Dafydd Trystan, the former chairman of Plaid Cymru, says that the challenges facing the party are more complex than they appear…
The narrow victories in Ceredigion and Arfon were a ‘get out of jail free card’ for Plaid Cymru.
While voters were lost across the country, the seat tally, which is after all what counts in a general election, yielded the best results since 2001.
There is a danger therefore that the Party will sit back, breathe a huge sigh of relief and carry on.
I’d suggest to do that would be a failure to address a significant weakness that has been laid bare by the falling vote share of the 2017 election.
There has already been robust debate about Plaid’s performance at the General Election – here and elsewhere.
I do fear, however, that there may be a temptation to seek simple answers to the strategic dilemmas facing the party when those challenges may be more complex than they appear at first.
In many ways the past decade and more has been one of significant progress for Plaid.
We know from regular polling in Wales that Plaid as a party is well regarded. We also know that Leanne Wood, Plaid’s leader, is particularly well regarded and generally, polls personal ratings that are better than the Party.
We’ve also seen Plaid gain more coverage in UK General Elections than at any time in its history.
But the party’s electoral performance has been at best patchy because people who are well disposed to the party and its leader don’t routinely vote Plaid.
No magic pill
And herein for me lies the key weakness. Plaid’s relative popularity means that it is a safe option for those wishing to lend a vote if their normal choice has in some way behaved poorly.
There have been plenty of examples at both local and national levels where other parties have handled issues badly (or indeed entire elections) and Plaid has taken advantage.
But this success is almost entirely context-dependent.
In order to become a party of government and to realise its long-held ambitions for Wales, Plaid must address this strategic challenge over the next few years.
A number of commentators have already suggested (simplistic) approaches e.g. having nothing to do with Labour (ever), changing the party leader, campaigning hard for Welsh independence.
The difficulty I have with each of these prescriptions is that there is little evidence to suggest that any of these are a magic pill that will cure Plaid’s electoral ills.
Indeed, what evidence there is suggests that some of these approaches could be counter-productive.
The challenge is made all the more complex by the political positioning of the parties.
With Tony Blair in charge of the Labour Party, a consistent left/centre-left approach from Plaid to Welsh politics, chimed with the Welsh electorate.
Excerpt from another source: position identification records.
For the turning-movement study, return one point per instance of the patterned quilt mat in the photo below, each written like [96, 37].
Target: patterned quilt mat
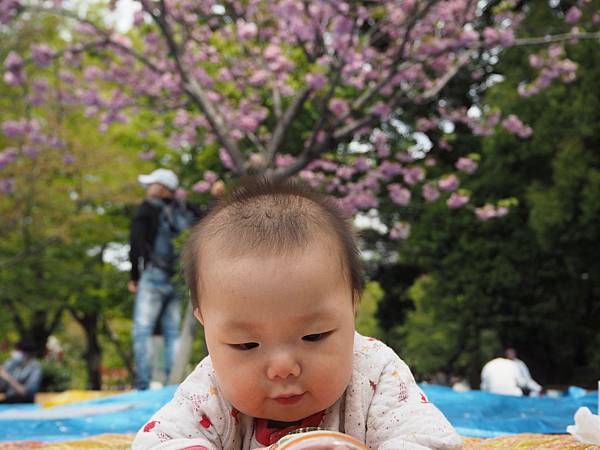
[77, 415]
[518, 442]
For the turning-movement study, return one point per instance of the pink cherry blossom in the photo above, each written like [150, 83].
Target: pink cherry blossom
[449, 183]
[400, 231]
[147, 156]
[466, 165]
[246, 30]
[41, 54]
[573, 15]
[485, 212]
[201, 186]
[248, 124]
[15, 128]
[210, 176]
[316, 80]
[457, 200]
[413, 175]
[338, 106]
[226, 159]
[13, 62]
[399, 195]
[7, 185]
[8, 156]
[430, 192]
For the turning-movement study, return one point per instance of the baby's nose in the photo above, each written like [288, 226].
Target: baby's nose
[283, 364]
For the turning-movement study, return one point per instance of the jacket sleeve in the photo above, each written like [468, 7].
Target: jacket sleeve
[138, 237]
[400, 415]
[197, 417]
[34, 380]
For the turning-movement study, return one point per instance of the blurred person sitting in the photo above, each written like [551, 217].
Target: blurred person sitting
[501, 376]
[21, 375]
[528, 385]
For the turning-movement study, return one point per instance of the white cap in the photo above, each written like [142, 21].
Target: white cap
[165, 177]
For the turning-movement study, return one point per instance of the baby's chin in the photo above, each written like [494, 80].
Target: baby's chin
[285, 414]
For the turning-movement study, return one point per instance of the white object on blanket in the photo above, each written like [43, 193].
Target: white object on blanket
[587, 427]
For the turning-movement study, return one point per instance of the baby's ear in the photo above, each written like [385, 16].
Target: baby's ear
[198, 315]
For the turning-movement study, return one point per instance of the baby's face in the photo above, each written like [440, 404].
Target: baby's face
[279, 330]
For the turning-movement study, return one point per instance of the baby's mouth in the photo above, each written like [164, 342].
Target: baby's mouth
[288, 399]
It is far from clear that ‘Plaid are a way to support Corbyn’s policies’ is in any way a sensible strategy faced with a left-wing Labour leader in the UK and a small ‘n’ nationalist Labour leader in Wales.
So what is to be done? The first step is to seek to reach a consensus as to the challenges facing the party. Asking the right questions is a good start.
On the answers I’m less clear. The development of key headline policies that can and should be promoted over the next few years would be a start.
How would Plaid improve education in Wales? Or the Health Service? Or have a more robust approach to protecting our environment?
Can anyone name a signature Plaid Westminster election policy? Or a Local Government pledge from a little over a month ago?
More urgent I’d suggest is developing the vision of Plaid councils in action.
Plaid now leads councils spanning most of the West. With apologies to the Leaders of those councils – as I know how difficult these matters are, but what can we say definitively that those four councils will do differently from the neighbouring Labour and Independent-run councils?
I know they will be well run – each of the leaders have significant ability and experience. But what will residents be able to say clearly is different, because it’s a Plaid council?
Plaid has the opportunity in the next few years to move to a higher level of electoral success, based on the foundations that are in place.
But, if the last elections show us anything those foundations are not yet strong enough to withstand a big storm.
With Hywel Williams’ victory in Arfon and Ben Lake’s stunning success in Ceredigion, there is now a window of opportunity to strengthen the foundations.
This is a challenge and a significant task, but one that cannot be ignored, nor can it be minimised. We live in (very) interesting times.